There are so many things I wish people understood about ALS. The list goes on and on. I am trying to share facts on Facebook and Twitter each day this ALS Awareness Month to educate people. For the most part, I'm keeping those posts about ALS in general and not making them personal - I've saved this blog post for that.
For me personally, as a wife and caregiver, I think one of the biggest things I wish others could grasp is that despite my husband Dave's extremely positive attitude in dealing with ALS, the reality is that he is still getting worse. I have to watch it every day. Just because he has a smile on his face most of the time doesn't mean he's fine. Even if you ask how he is and he cheerfully says “good!” that does not mean he is good.
His spirits are high, but his body is failing him. If I'm nearby when somebody asks, I want to interject, “well no, he's NOT good, and I'm not fine...but at this moment, we're happy to see you and so we appear fine.” It's as though people think that because he is still talking and feeding himself (though both with difficulty), they can breathe a sigh of relief that he still looks like Dave. That he doesn't yet have a feeding tube and tracheotomy, no mask, no tubing. He's not using a power wheelchair yet.
But the key word there is YET. He's not at that stage YET. But he will be because this disease progresses. Until a viable treatment or cure is found, he will continue to get worse. That is ALS. It's always there. It's not going away. It is our life now.
It's all I think about, even when I'm not with him. I think about every aspect of it; what his needs are, if he'll fall and get seriously injured, if he'll choke in front of our kids, if it's time for him to take some pills, what piece of equipment I think we need next. When I AM with him I am so tuned in to his noises and actions it's like it's become another sense for me. I hear him sigh or take a deep breath after he walks from one room to the next, or stands up, or lays down on the bed. Everything takes effort now. His muscles are so tired from simple movements that he'll sometimes fall asleep in his recliner after only being awake a few hours.
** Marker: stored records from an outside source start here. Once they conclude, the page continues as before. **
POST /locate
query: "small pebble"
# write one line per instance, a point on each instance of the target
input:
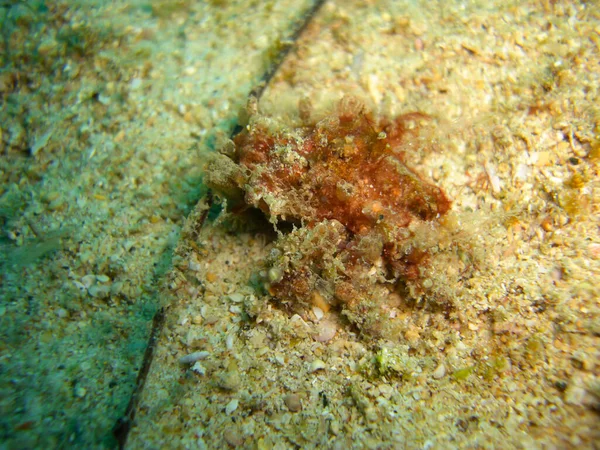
(193, 357)
(318, 312)
(88, 280)
(317, 364)
(231, 406)
(439, 372)
(233, 437)
(236, 297)
(199, 368)
(325, 331)
(293, 402)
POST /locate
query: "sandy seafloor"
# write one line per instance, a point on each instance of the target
(109, 110)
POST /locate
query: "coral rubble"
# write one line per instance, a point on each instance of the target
(344, 185)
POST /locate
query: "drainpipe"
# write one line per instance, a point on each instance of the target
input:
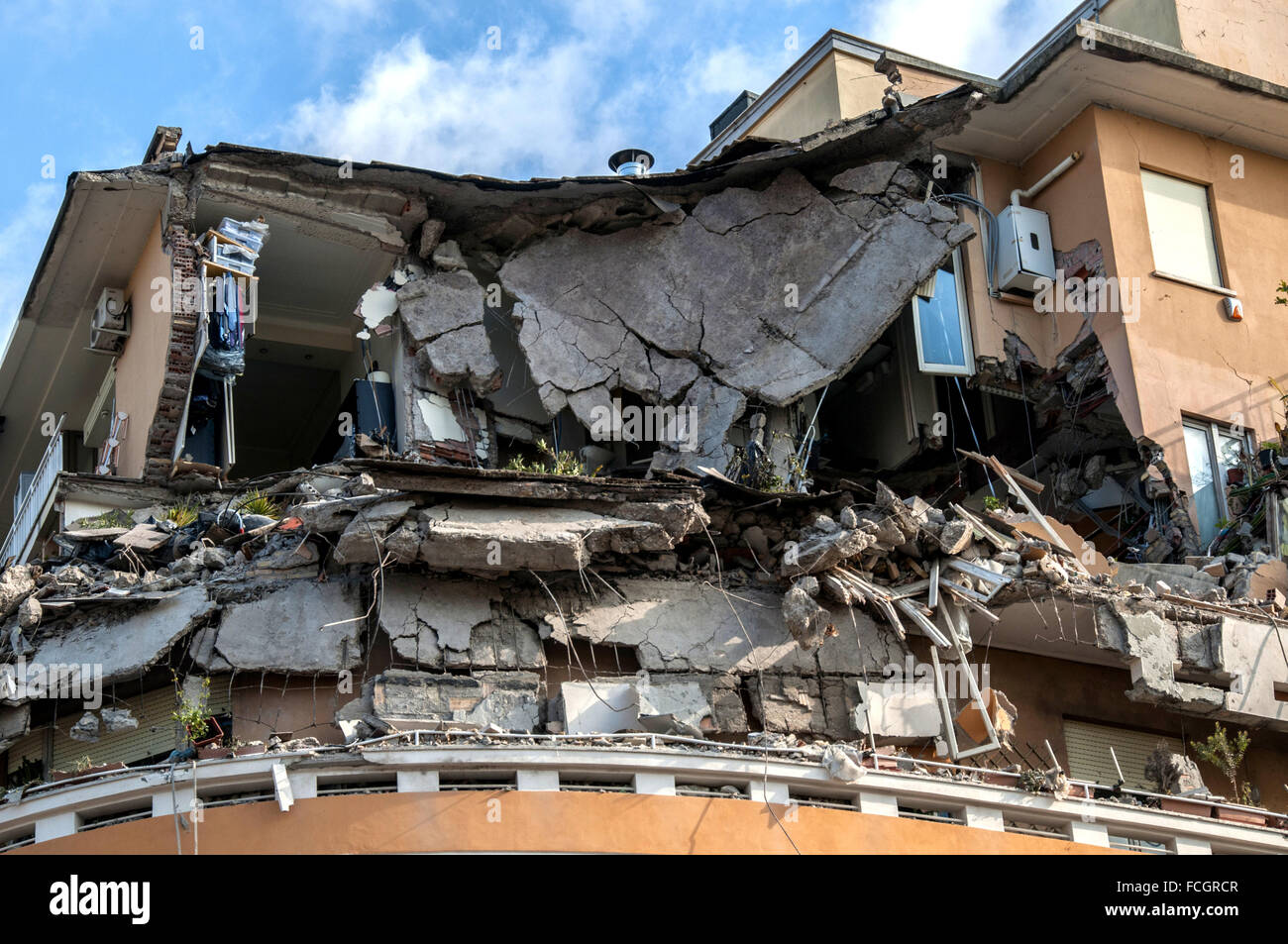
(1042, 184)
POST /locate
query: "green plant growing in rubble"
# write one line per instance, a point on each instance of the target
(193, 713)
(1227, 755)
(555, 463)
(259, 504)
(116, 518)
(1031, 781)
(181, 514)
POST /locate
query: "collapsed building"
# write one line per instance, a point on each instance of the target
(411, 483)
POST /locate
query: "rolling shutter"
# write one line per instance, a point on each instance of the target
(155, 734)
(1090, 759)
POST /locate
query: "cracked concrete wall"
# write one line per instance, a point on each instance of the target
(767, 294)
(1241, 659)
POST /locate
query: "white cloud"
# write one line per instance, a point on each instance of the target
(22, 240)
(516, 110)
(983, 37)
(728, 71)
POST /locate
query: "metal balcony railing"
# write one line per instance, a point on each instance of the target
(37, 501)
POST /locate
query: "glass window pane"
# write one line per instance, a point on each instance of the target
(1180, 228)
(940, 323)
(1202, 481)
(1229, 450)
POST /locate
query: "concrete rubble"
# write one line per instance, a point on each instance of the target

ALS doesn't take a break. Even in his sleep, it takes effort to roll over in bed. It is constantly beating on his body, and so each minute of each day he has to fight back.
And he does fight. He fights so incredibly hard that sometimes I'm just in disbelief that he doesn't break down, even for a day, and say he needs a break. He keeps on going without any complaints. From the time he was diagnosed over two years ago, Dave has chosen to focus on the things he can still do, to find joy in each day, to live his life. And he is absolutely amazing and the BEST role model for our children. He is setting such a huge example for them of what it looks like to fight, to be resilient, and to never give up.
He is doing his best to make sure their childhood memories are still happy ones and not about the suffering that ALS brought to our family. Our middle child, age 12, recently wrote an essay for school about the impact that ALS has had on her life, and it was all positive. When Dave and I read it, I turned to him and said, “You’ve done your job.”
I will continue the fight alongside my amazing husband. I will be by his side no matter what. But that doesn't mean it's easy. It doesn't mean I'm strong. It doesn't mean it doesn't hurt my heart to watch his decline. It doesn't mean I don't get mad and cry and lose my temper. What it means is that I love him and being his caregiver is what I am meant to do. Some days are easier than others, but even on the hard days, I invite people to ask me about ALS and how we are REALLY doing.